After all, it was 2015. And now that it’s 2016, I am looking forward to a year when the business community adopts a Trudeau-like approach to seeking out and hiring new talent. My particular area of expertise is banking – a traditionally male-dominated industry. Still, we’ve seen women ascend to executive leadership posts at some of the largest financial firms. And here at PwC, more women than ever before now lead our largest client service teams - the bread and butter for our firm.  

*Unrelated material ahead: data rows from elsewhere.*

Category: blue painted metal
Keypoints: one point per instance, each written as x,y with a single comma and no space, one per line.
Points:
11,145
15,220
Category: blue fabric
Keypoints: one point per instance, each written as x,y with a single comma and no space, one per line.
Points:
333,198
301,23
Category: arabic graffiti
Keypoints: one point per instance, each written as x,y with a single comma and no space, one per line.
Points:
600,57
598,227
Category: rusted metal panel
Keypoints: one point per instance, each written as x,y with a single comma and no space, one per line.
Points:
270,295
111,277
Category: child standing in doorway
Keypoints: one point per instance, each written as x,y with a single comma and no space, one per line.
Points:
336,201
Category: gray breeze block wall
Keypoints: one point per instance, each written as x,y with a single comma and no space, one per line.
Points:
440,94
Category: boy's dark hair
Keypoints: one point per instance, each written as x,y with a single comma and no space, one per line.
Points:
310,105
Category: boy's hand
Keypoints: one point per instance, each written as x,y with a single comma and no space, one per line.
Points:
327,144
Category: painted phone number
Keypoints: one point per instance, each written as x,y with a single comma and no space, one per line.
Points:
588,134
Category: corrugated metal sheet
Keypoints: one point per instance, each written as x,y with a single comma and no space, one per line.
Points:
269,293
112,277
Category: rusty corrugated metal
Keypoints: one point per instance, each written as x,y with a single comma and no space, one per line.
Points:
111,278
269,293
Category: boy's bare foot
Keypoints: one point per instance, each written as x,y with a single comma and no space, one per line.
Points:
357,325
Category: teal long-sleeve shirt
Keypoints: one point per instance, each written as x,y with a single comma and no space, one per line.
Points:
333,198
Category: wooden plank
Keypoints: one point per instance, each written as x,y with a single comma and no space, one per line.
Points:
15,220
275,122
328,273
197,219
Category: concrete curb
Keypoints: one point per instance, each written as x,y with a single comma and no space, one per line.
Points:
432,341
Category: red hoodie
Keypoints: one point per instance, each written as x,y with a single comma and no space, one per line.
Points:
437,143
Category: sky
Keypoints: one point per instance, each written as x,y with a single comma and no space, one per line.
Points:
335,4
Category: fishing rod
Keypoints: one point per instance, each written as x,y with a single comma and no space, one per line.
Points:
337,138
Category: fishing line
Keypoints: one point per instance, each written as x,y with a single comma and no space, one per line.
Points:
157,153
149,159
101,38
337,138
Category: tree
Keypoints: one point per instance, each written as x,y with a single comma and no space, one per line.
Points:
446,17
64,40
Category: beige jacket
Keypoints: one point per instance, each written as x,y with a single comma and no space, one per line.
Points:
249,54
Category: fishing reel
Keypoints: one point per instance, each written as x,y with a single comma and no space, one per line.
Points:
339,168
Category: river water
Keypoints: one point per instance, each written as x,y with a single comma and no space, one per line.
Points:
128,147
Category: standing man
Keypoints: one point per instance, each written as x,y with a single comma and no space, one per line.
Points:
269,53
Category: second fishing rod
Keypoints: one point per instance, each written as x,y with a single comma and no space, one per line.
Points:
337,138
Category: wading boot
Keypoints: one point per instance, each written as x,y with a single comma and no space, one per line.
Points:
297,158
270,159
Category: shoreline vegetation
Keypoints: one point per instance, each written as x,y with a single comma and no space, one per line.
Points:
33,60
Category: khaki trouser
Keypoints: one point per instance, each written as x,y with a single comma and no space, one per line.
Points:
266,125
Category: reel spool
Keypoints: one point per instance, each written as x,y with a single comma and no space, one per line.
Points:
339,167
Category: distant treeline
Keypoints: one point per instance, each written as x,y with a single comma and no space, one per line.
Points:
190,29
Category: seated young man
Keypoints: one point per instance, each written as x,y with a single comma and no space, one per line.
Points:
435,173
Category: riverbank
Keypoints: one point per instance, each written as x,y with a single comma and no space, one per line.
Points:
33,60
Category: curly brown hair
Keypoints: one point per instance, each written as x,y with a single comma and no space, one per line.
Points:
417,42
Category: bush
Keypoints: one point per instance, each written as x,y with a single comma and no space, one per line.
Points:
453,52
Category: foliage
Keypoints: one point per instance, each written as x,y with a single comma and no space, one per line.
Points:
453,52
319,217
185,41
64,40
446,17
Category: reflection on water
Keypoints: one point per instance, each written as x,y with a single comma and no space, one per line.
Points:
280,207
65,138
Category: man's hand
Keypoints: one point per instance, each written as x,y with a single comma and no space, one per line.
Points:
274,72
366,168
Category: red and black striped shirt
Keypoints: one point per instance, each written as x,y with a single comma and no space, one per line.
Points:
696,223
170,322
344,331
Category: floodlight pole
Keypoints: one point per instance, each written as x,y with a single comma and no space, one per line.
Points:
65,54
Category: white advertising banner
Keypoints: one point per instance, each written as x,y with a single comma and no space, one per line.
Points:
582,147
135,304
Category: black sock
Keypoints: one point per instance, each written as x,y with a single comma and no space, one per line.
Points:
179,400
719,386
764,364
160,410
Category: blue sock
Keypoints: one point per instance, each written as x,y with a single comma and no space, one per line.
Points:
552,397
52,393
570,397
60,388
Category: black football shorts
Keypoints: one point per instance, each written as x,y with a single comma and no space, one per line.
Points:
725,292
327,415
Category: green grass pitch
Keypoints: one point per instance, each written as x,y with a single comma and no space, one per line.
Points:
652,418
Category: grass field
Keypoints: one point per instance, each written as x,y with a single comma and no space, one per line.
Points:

But I know there is more work to be done in this sector. In 2013, only 19 percent of senior level positions in financial services were held by women, even though women accounted for 60 percent of the employees in the industry. More troubling, only 14 percent of board seats were held by women and a mere 2 percent of financial services CEOs were female. 

PwC shed light on potential opportunities and trouble areas in this industry with our survey of Female Millennials in Financial Services. We found that diversity and inclusiveness are now competitive imperatives in the financial marketplace and something that investors, boards and clients all demand. Our research found a majority of respondents in this field indicated that career progression (most important) and being rewarded well (next most important) were key attributes they looked for in an employer. Millennials will leave employers if they don’t offer those opportunities. Not only are these future leaders ready to be challenged, they’re holding us accountable to reward them for accepting those challenges. 

In the past, lack of diversity was blamed on lack of talent, experience, or qualifications to lead. But that argument just doesn’t stand anymore. Our future leaders won’t wait to see a reflection of themselves in current leadership; they’ll find places where opportunities and leadership profiles mirror their qualifications and aspirations – or they’ll likely create their own. And who could blame them? Women have been full-fledged members of the workforce for decades now. For years they have made up a significant number of graduate school students and received the majority of post-graduate degrees. The reflection of that set of experiences and qualifications in leadership only makes sense, especially in 2016. 

As is often the case in politics, Prime Minister Trudeau is at the right place at the right time. This apparent leap forward in diversity simply captures the collective impact of societal shifts taking place for years. Do we have much more to do? Absolutely. Am I optimistic that we can take advantage of opportunities in front of us in 2016? Yes. After all, what year is it?